Following reports of genocide in Myanmar, Facebook banned the country’s top general and other military leaders who were using the platform to foment hate. The company also bans Hezbollah from its platform because of its status as a US-designated foreign terror organization, despite the fact that the party holds seats in Lebanon’s parliament. And it bans leaders in countries under US sanctions.
At the same time, both Facebook and Twitter have stuck to the tenet that content posted by elected officials deserves more protection than material from ordinary individuals, thus giving politicians’ speech more power than that of the people. This position is at odds with plenty of evidence that hateful speech from public figures has a greater impact than similar speech from ordinary users.

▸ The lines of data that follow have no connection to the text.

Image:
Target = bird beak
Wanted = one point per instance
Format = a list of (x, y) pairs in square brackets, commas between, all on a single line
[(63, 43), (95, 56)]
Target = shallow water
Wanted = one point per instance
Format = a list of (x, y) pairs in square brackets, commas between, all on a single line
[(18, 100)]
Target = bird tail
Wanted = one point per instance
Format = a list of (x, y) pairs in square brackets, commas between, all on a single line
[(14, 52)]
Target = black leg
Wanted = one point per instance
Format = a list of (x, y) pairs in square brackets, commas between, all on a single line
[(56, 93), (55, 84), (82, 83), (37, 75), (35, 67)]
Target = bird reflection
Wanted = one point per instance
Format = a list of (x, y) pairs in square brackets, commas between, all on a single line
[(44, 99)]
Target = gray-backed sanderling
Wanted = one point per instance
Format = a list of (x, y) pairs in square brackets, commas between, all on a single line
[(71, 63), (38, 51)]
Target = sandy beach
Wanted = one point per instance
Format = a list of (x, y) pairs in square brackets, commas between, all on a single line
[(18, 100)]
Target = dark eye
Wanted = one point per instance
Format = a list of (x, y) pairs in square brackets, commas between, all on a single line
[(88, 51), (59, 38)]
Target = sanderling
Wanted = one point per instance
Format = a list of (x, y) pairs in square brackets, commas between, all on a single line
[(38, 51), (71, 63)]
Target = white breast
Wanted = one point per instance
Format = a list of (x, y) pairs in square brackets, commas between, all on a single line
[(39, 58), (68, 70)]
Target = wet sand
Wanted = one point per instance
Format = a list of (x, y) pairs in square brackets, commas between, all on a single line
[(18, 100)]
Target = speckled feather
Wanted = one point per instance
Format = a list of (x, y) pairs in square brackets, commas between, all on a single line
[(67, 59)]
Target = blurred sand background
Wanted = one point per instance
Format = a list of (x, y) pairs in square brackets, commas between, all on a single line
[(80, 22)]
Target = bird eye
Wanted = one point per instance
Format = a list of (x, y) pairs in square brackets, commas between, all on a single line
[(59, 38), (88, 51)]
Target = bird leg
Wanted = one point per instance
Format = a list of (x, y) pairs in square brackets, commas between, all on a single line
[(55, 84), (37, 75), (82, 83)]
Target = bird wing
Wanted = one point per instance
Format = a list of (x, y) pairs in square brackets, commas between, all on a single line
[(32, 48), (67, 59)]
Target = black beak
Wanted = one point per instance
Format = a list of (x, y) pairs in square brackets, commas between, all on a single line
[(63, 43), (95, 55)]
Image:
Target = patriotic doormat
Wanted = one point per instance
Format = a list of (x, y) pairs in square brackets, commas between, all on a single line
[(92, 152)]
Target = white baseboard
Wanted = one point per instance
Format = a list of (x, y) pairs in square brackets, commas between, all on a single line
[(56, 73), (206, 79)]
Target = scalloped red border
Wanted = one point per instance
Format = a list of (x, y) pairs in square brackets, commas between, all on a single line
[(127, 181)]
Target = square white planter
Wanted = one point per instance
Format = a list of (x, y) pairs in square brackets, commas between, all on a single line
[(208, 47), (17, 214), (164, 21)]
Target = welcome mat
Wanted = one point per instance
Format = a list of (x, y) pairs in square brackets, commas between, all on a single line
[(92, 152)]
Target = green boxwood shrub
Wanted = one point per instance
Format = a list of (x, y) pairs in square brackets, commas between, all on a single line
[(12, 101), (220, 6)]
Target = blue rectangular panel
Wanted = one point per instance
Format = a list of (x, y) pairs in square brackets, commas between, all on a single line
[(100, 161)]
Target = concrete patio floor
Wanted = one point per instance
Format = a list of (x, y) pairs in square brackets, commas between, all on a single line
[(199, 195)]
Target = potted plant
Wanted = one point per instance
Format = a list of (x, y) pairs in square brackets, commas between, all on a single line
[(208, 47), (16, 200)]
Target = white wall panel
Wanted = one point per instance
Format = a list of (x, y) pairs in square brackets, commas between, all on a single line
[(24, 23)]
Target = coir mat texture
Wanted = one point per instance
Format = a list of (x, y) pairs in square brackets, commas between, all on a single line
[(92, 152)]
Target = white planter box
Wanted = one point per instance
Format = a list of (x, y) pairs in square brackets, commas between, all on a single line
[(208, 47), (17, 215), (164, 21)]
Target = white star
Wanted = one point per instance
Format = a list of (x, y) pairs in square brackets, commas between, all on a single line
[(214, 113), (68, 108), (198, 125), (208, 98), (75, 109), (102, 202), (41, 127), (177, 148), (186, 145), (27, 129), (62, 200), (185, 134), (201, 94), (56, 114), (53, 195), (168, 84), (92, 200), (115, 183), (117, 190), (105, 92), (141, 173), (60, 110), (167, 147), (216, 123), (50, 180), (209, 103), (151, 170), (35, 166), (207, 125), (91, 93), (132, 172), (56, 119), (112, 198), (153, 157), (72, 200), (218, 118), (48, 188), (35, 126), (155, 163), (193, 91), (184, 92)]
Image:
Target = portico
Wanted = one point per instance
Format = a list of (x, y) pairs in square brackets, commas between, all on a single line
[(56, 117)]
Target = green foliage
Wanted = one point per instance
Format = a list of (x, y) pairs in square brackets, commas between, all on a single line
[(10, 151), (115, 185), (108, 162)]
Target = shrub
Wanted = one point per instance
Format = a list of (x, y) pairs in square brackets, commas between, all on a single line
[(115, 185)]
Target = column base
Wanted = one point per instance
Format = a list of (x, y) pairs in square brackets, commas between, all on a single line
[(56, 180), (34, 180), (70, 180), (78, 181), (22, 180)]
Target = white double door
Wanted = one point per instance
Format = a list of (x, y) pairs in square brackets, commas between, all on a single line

Clearly, though, these policies aren’t applied evenly around the world. After all, Trump is far from the only world leader using these platforms to foment unrest. One need only look to the BJP, the party of India’s Prime Minister Narendra Modi, for more examples.
Though there are certainly short-term benefits—and plenty of satisfaction—to be had from banning Trump, the decision (and those that came before it) raise more foundational questions about speech. Who should have the right to decide what we can and can’t say? What does it mean when a corporation can censor a government official?
Facebook’s policy staff, and Mark Zuckerberg in particular, have for years shown themselves to be poor judges of what is or isn’t appropriate expression. From the platform’s ban on breasts to its tendency to suspend users for speaking back against hate speech, or its total failure to remove calls for violence in Myanmar, India, and elsewhere, there’s simply no reason to trust Zuckerberg and other tech leaders to get these big decisions right.
Repealing 230 isn’t the answer
To remedy these concerns, some are calling for more regulation. In recent months, demands have abounded from both sides of the aisle to repeal or amend Section 230—the law that protects companies from liability for the decisions they make about the content they host—despite some serious misrepresentations from politicians who should know better about how the law actually works.
The thing is, repealing Section 230 would probably not have forced Facebook or Twitter to remove Trump’s tweets, nor would it prevent companies from removing content they find disagreeable, whether that content is pornography or the unhinged rantings of Trump. It is companies’ First Amendment rights that enable them to curate their platforms as they see fit.
Instead, repealing Section 230 would hinder competitors to Facebook and the other tech giants, and place a greater risk of liability on platforms for what they choose to host. For instance, without Section 230, Facebook’s lawyers could decide that hosting anti-fascist content is too risky in light of the Trump administration’s attacks on antifa.
This is not a far-fetched scenario: Platforms already restrict most content that could be even loosely connected to foreign terrorist organizations, for fear that material-support statutes could make them liable. Evidence of war crimes in Syria and vital counter-speech against terrorist organizations abroad have been removed as a result. Similarly, platforms have come under fire for blocking any content seemingly connected to countries under US sanctions. In one particularly absurd example, Etsy banned a handmade doll, made in America, because the listing contained the word “Persian.”
It’s not difficult to see how ratcheting up platform liability could cause even more vital speech to be removed by corporations whose sole interest is not in “connecting the world” but in profiting from it.
Platforms needn’t be neutral, but they must play fair
Despite what Senator Ted Cruz keeps repeating, there is nothing requiring these platforms to be neutral, nor should there be. If Facebook wants to boot Trump—or photos of breastfeeding mothers—that’s the company’s prerogative. The problem is not that Facebook has the right to do so, but that—owing to its acquisitions and unhindered growth—its users have virtually nowhere else to go and are stuck dealing with increasingly problematic rules and automated content moderation.
The answer is not repealing Section 230 (which again, would hinder competition) but in creating the conditions for more competition. This is where the Biden administration should focus its attention in the coming months. And those efforts must include reaching out to content moderation experts from advocacy and academia to understand the range of problems faced by users worldwide, rather than simply focusing on the debate inside the US.